Die Vertreter und Verfechter des US-Films in Europa wollten es selbst in den frühen sechziger Jahren nicht wahrhaben, und doch gab es keinen Zweifel: Hollywood war am Ende. Es hatte seine Muster, sein «geschlossenes Kino» so lange repetiert, bis es keiner mehr sehen wollte. Hier soll nicht die Rede sein von den roten Zahlen der Companies, von den Liquidationen und vom neuen Management. Wichtiger war der Bankrott einer Grammatik, besser wohl einer Rhetorik des Kinos und die Voraussetzungen, die dieser Bankrott für gewisse Neuerungen schuf. Hollywood hatte sich den Kurszerfall in fast masochistischer Weise immer wieder bestätigen lassen, mit Leuten wie Cukor, Minelli und Mankiewicz, mit Musicals, die niemand sehen wollte, und mit Melodramen, patemalistischen Jugendfilmen, Kriegsfilmen, leeren Western, die man auch am Fernsehen serviert bekam.

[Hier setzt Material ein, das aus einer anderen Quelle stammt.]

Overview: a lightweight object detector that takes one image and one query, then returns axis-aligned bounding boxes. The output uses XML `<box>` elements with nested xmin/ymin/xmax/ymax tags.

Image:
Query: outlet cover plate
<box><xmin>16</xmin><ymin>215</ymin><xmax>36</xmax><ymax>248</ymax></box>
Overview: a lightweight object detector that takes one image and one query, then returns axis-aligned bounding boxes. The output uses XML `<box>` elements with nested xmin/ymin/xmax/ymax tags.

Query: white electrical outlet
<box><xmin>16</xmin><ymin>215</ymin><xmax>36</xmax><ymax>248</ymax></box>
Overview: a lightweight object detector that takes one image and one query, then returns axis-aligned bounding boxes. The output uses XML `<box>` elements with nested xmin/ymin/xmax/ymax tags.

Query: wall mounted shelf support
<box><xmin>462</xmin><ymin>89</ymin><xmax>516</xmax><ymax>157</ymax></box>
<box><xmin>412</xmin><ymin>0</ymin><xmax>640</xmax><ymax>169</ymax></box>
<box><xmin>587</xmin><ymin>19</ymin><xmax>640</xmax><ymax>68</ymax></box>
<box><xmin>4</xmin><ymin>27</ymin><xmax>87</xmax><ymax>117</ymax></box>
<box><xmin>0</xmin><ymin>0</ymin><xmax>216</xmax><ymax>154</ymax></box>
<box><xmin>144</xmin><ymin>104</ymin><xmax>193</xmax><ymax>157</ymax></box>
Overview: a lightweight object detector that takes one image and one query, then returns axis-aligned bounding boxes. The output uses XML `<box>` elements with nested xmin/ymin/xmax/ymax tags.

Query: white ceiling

Der unerwartete Erfolg von The Graduate und wie erst von Easy Rider war auch ein Erfolg der Langeweile, die die Hollywoodfilme der Krisenzeit ausgestrahlt hatten. Jetzt liess sich Hollywood allmählich von den «Nonkonformisten» verführen, nicht so sehr von den Formen und Inhalten ihrer Filme natürlich, sondern von deren Anfangserfolgen. Es gibt sie natürlich noch immer, die unpersönlichen, grammatikalischen, langweiligen Hollywoodfilme, die von ganzen Mannschaften und ihren Stäben mit der ihnen eigenen Disziplin und Unbeweglichkeit in überraschungslosen langwierigen Produktionsprozessen gebaut werden; es gibt aber daneben (und doch im losen Zusammenhang mit der Industrie) die privaten Visionen der Allen, Altman, Ashby, Coppola, Hell-man, Lucas, Mazursky, Nichols, Schröder, Scorsese und Spielberg (um nur ein paar wenige zu nennen).

So wie es immer die Polizeikorps gegeben hat und den Privatdetektiv, den Private Eye, der genau jene Bezirke erforscht, die den konventionellen Aufklärern verschlossen sind, der sich die Hände schmutzig macht, weil ihn die Sache etwas angeht. Im Umgang mit der sich verdunkelnden Welt ist der Private Eye dem Kommissar weit überlegen; er spürt sie, und er spürt sich in ihr. Und er erfindet täglich neue Methoden und neue Tricks.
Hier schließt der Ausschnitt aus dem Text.